Why Details in Google Places Pages Should Be Essential Content.

Yesterday I ordered pizza for home delivery. I turned to my smartphone, dialed up Google, clicked the Restaurants icon as a short cut into Places, searched for “pizza” and scrolled through the results.

I was on a mission to find a new pizza joint. My long time favorite independent pizzeria had shut down recently and after a spattering of trying the big national chains (I had been taking advantage of coupons that arrived in the mail) I had enough of mediocre pizza.

The search results are dominated by the big chains (Domino’s are very active in the local SEO space and kill it in many cities across the US and Canada) so I had to do some scrolling and investigating. Sorry Domino’s but your SEO skills were not enough to persuade me.

A couple prospects looked interesting and some others I was not sure about. Clicking through to the Places profile should give me some info like – do they deliver? Do they service my end of town? Basic stuff you’d want to know from a pizzeria. But that info was nowhere to be found. Seems Google, in it’s infinite wisdom has decided, with the recent cosmetic update of Google Places profile pages, that descriptive text was no longer of value to users. I beg to differ.

One result, D’Agostino Italian, I was not sure if they were just a sit in restaurant that happened to also make pizza. My wife and I thought that was the case but were not sure, and Google was telling me nothing other than a Name, Address and Phone Number (NAP). The listing is claimed and verified by the owner, but there is no link to a website, they must not have one. I bet the info I wanted used to be there on the profile page.

In the end I chose Canadian 2 for 1 Pizza, a smaller regional chain. Listing off names to my wife she recalled that Bill, downstairs neighbor, usually orders from them. Google was not supplying enough info to make a decision on my own. It required the collective wisdom of me and my wife with Google only giving us a long list of names and phone numbers. Are we almost back to the basics of mere phone books again?

So there, a perfect everyday example of why Google should be keeping the descriptions, and likely the additional info fields for display on Places pages.

Apparently the basic descriptions missing is just a bug still being worked on. But also MIA, and likely for good are “more about this place” citations, 3rd party reviews, even email addresses, service areas, menus and other additional details fields. What is all this? A cleanup before Google+ integration, a flex of muscle to squeeze out other big boys in the local space, or preparations for paid inclusion? Perhaps all of the above.

I’m all for clean design, minimalism and lots of white space to make web pages more user friendly, but when you remove essential information, information users rely on to make decisions, what then has a re-design accomplished?

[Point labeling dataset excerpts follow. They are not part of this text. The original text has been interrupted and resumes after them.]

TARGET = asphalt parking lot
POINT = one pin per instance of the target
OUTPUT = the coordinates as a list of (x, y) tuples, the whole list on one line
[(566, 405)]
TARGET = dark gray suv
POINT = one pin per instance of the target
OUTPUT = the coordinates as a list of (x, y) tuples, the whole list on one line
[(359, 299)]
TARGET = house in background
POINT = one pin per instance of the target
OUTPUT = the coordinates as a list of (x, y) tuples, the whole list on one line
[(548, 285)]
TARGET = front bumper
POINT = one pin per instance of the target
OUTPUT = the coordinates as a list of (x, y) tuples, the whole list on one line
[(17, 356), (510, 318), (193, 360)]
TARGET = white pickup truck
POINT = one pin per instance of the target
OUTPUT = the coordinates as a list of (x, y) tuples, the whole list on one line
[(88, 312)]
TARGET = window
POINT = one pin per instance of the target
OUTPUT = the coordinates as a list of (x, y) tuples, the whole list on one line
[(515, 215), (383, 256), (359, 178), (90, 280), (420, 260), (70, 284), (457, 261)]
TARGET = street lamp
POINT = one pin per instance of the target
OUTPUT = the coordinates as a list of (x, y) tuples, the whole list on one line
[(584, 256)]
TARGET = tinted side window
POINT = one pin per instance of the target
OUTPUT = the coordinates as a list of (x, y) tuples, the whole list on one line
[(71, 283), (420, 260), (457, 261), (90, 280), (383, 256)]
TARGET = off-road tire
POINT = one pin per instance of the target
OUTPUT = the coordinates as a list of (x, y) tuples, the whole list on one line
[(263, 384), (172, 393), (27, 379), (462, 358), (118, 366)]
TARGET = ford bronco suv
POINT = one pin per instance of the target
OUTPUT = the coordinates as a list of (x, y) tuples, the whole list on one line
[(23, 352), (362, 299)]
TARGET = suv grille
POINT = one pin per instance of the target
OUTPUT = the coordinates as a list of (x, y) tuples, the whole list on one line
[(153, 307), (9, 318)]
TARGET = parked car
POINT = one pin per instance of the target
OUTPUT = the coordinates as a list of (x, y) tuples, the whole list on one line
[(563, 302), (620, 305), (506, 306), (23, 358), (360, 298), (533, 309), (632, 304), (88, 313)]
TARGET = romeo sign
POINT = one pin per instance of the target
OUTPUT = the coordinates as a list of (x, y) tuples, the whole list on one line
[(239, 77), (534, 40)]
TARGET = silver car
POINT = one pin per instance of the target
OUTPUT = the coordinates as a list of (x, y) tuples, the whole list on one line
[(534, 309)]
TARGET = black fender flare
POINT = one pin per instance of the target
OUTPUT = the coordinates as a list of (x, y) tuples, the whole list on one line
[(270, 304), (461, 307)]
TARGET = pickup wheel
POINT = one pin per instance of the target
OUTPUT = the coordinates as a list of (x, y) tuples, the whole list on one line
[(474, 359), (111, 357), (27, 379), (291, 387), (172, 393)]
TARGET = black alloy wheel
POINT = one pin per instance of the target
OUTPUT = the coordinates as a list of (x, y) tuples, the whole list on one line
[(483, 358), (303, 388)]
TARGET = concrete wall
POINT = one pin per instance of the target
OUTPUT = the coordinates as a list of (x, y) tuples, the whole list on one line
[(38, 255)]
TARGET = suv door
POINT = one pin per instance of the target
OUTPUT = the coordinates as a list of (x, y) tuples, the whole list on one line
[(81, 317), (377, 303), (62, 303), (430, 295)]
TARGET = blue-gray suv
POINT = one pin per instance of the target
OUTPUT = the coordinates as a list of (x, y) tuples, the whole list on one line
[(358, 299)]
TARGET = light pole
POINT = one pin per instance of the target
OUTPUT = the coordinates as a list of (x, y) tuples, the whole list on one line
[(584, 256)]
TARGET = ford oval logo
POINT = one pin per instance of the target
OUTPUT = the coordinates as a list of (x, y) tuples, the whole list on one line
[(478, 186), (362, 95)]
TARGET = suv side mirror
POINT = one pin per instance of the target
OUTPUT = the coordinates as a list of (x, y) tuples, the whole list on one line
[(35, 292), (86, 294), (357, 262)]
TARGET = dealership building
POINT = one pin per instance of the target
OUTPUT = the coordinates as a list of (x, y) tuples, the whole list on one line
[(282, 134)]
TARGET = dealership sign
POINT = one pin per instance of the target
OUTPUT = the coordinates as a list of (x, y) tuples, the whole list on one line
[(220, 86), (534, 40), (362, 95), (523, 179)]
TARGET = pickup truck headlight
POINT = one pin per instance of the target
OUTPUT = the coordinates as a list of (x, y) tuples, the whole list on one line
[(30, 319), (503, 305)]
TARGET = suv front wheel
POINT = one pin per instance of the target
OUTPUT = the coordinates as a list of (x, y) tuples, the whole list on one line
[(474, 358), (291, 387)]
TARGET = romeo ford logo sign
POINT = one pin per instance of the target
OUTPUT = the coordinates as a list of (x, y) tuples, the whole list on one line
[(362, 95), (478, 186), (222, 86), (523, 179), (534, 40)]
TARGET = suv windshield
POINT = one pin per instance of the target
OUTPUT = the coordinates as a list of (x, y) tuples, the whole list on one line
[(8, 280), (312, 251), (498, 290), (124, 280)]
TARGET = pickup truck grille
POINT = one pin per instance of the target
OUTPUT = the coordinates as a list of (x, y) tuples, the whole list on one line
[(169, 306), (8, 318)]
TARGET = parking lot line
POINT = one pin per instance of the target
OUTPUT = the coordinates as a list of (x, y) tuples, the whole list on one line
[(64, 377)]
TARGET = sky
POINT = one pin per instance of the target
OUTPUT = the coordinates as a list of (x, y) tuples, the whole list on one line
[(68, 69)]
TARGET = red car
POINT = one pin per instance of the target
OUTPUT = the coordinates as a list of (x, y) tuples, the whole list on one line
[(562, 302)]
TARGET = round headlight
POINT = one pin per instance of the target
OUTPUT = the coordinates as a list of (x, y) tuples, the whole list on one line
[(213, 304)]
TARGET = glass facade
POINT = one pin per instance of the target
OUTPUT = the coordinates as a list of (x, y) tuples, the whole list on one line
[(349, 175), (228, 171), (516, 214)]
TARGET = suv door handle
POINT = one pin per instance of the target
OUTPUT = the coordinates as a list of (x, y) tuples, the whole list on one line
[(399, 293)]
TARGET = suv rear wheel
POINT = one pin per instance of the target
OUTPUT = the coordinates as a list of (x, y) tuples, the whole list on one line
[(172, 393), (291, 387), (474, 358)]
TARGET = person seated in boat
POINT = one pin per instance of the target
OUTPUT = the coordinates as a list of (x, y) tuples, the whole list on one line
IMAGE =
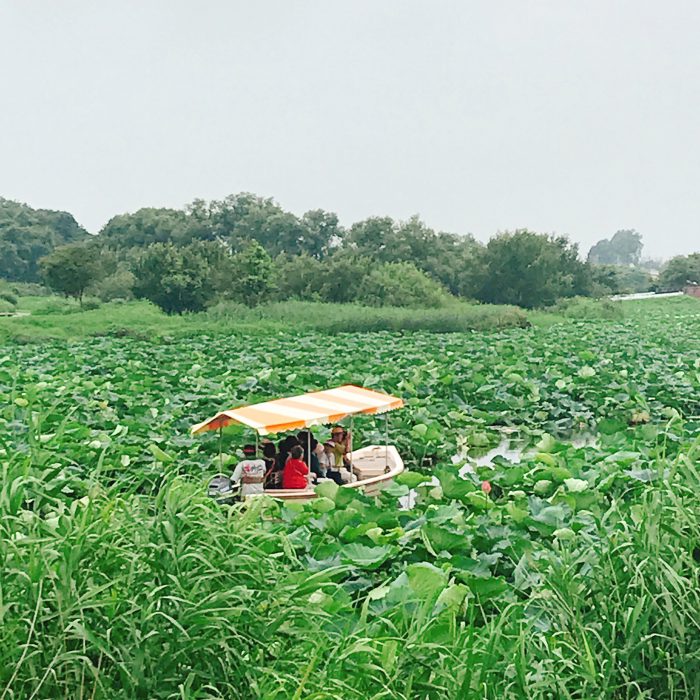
[(342, 447), (250, 472), (296, 472), (284, 446), (306, 439), (327, 463), (273, 476)]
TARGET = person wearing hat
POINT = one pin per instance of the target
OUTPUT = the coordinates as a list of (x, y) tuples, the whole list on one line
[(250, 472), (327, 463)]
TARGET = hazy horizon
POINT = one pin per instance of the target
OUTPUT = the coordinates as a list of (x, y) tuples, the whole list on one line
[(568, 118)]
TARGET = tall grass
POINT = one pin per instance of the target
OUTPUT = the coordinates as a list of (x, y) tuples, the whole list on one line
[(60, 318)]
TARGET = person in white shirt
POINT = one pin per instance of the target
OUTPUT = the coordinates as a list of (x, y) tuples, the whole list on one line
[(326, 460), (250, 472)]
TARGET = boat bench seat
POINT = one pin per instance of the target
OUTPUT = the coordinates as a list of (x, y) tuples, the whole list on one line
[(369, 466)]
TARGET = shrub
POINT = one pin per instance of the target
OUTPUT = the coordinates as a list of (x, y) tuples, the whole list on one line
[(118, 285), (401, 284), (9, 297), (91, 304), (581, 308)]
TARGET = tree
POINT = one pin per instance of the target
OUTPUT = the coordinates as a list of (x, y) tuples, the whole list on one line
[(679, 272), (530, 269), (71, 269), (401, 284), (254, 278), (624, 248), (300, 277), (27, 235), (149, 225), (372, 238), (322, 233), (175, 278)]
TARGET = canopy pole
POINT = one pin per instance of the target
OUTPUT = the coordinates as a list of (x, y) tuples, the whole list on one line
[(386, 441), (349, 445), (308, 453)]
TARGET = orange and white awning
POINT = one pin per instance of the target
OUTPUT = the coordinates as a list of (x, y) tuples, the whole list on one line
[(297, 412)]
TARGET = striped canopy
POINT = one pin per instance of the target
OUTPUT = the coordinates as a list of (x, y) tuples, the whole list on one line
[(296, 412)]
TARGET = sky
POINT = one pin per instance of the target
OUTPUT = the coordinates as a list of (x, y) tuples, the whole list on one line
[(561, 116)]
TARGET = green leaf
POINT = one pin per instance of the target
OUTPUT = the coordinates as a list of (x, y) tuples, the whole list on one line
[(425, 579), (412, 479), (365, 557)]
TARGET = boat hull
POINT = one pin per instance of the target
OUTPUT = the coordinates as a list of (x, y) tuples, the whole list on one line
[(375, 466)]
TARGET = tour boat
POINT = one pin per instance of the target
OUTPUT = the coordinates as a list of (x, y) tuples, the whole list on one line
[(373, 466)]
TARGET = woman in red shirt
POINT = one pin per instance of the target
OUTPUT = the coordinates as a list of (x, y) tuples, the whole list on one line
[(295, 470)]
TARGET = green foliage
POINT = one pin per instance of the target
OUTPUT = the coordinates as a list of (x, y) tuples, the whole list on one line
[(580, 308), (91, 303), (616, 279), (148, 226), (175, 278), (253, 275), (118, 285), (8, 297), (27, 235), (575, 577), (400, 284), (71, 269), (624, 248), (680, 271), (530, 269)]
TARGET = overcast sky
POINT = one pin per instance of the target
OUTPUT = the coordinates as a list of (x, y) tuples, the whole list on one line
[(567, 116)]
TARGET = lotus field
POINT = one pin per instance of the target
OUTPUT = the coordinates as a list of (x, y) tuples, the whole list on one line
[(544, 542)]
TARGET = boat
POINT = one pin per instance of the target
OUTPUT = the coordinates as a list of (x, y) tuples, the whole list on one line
[(373, 466)]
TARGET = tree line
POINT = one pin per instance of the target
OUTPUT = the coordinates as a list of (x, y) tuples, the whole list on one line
[(247, 249)]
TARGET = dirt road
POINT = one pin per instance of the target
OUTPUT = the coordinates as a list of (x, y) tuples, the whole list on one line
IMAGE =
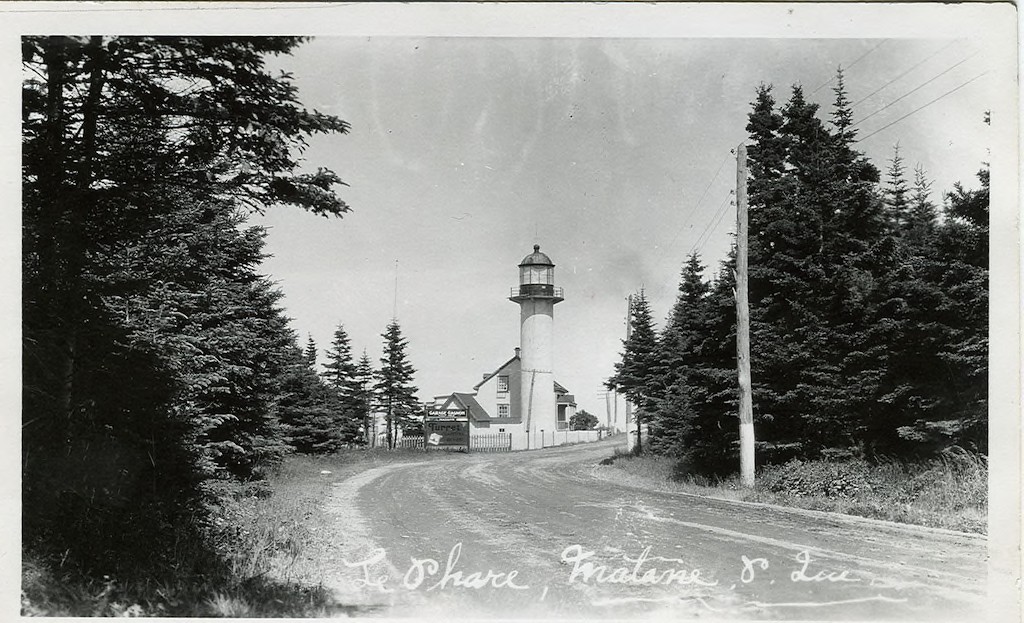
[(542, 535)]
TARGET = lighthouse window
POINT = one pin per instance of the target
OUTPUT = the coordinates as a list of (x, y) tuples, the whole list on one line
[(537, 275)]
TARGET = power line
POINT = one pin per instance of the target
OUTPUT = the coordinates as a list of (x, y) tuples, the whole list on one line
[(915, 66), (712, 225), (697, 204), (923, 107), (859, 58), (916, 88), (693, 209)]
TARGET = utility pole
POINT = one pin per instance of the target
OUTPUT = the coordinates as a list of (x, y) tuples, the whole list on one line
[(743, 328)]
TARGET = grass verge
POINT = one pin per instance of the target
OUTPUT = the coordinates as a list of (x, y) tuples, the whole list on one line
[(256, 558), (949, 492)]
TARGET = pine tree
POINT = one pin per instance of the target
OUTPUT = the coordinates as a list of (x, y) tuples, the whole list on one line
[(310, 352), (394, 388), (340, 374), (922, 217), (365, 397), (681, 357), (153, 349), (640, 374), (306, 409), (897, 202)]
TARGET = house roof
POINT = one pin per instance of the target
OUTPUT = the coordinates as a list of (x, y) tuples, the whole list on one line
[(500, 368)]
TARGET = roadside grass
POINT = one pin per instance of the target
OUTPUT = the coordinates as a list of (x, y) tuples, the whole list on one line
[(949, 492), (256, 558)]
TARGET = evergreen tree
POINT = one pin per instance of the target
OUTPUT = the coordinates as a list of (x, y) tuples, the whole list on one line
[(897, 202), (365, 397), (394, 388), (340, 374), (922, 219), (153, 349), (306, 409), (310, 352), (681, 357), (640, 374)]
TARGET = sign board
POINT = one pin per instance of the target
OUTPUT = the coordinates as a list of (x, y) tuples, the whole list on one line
[(446, 427)]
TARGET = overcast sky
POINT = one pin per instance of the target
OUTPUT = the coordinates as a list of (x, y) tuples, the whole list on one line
[(613, 155)]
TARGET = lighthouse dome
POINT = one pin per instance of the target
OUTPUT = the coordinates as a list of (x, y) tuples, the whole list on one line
[(537, 258)]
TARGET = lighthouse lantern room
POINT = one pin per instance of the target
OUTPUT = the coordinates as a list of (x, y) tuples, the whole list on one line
[(537, 296)]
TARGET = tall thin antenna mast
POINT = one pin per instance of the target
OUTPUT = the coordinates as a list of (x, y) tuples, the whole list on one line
[(394, 309)]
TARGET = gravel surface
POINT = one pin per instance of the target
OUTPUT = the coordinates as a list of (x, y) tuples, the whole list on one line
[(549, 534)]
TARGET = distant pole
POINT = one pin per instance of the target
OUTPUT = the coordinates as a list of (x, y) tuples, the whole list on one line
[(743, 328), (614, 412)]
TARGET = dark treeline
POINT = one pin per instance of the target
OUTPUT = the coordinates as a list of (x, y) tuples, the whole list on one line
[(159, 372), (868, 309)]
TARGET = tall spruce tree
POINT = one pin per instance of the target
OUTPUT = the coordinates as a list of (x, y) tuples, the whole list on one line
[(897, 191), (310, 352), (152, 347), (394, 388), (640, 374), (340, 373), (680, 355), (365, 398)]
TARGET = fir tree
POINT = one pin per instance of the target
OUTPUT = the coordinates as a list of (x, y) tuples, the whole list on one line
[(340, 373), (922, 216), (365, 397), (394, 388), (310, 352), (897, 202), (640, 375)]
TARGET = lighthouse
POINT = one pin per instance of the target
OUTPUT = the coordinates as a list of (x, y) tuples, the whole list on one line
[(537, 296)]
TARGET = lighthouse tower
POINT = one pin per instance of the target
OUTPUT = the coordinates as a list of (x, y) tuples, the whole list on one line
[(537, 296)]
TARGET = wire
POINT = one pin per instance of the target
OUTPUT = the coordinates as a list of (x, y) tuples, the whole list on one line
[(919, 64), (712, 225), (916, 88), (697, 204), (859, 58), (923, 107), (686, 218)]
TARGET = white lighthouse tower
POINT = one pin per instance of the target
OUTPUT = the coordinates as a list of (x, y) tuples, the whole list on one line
[(537, 296)]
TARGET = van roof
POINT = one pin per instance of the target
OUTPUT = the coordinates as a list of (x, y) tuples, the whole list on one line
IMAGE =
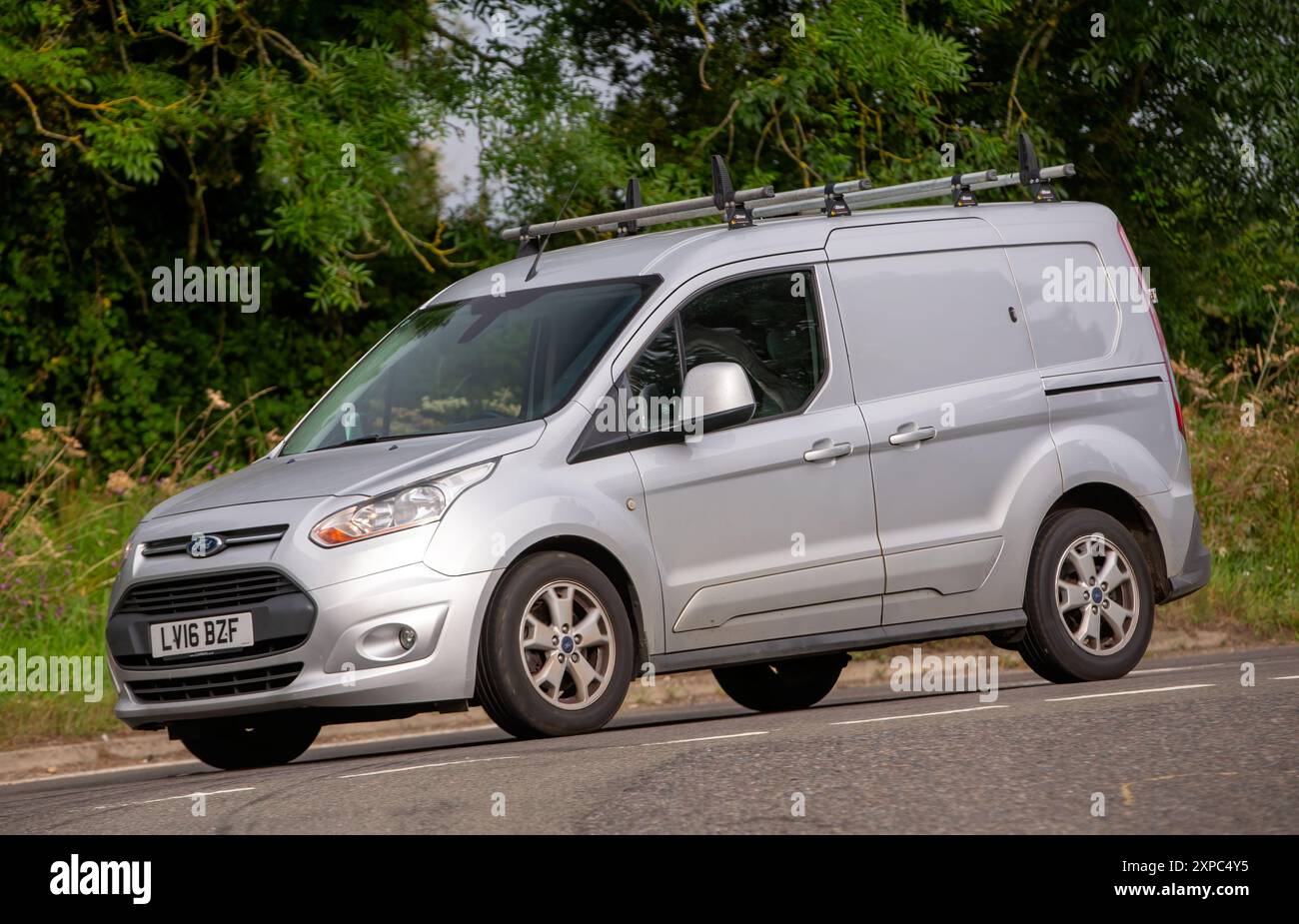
[(679, 253)]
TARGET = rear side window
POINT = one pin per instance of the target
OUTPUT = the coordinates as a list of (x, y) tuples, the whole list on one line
[(769, 326), (926, 321), (1068, 302)]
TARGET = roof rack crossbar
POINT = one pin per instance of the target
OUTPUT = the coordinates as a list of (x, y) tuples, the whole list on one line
[(636, 215), (827, 199), (812, 195), (939, 187)]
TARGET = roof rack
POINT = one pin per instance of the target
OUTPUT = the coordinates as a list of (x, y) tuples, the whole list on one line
[(741, 208)]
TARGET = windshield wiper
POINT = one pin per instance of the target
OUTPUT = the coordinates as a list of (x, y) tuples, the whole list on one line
[(372, 438)]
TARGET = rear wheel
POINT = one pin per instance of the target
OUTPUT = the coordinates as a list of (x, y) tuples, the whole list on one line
[(1089, 598), (557, 653), (234, 744), (782, 685)]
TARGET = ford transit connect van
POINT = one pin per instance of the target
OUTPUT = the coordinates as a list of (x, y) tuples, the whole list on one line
[(748, 450)]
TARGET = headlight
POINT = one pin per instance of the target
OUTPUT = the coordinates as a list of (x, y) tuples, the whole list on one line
[(414, 505)]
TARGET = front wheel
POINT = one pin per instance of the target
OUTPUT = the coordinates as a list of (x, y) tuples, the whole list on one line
[(228, 744), (557, 651), (780, 685), (1089, 598)]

3 Comments on “Why Details in Google Places Pages Should Be Essential Content.”

Nyagoslav on July 27th, 2011 wrote:

I believe it is a matter of time until the “Details” section is being returned to the Place page. It is not a bug I think. It is probably coming from the fact that in this section there was both data coming from the business owner themselves, and third-party sources. Probably they are working on removing the scraped data from the third-parties. Just a personal opinion.

Mark on September 16th, 2011 wrote:

I hope that they revert back to how they were set up before. You make a great point regarding the loss and usefulness of the description box.
I do like the clean background/whitespace as you say. Hopefully Google will move in the right direction and either fix the bug issue or allow for free “Descriptive” business listings again through G+.


Sarah Schager on September 16th, 2011 wrote:

Agreed. I have been feeling the same way about the redesign. I know it is supposed to place a higher emphasis on reviews instead of citations as far as results rank, but you’re right about the descriptions.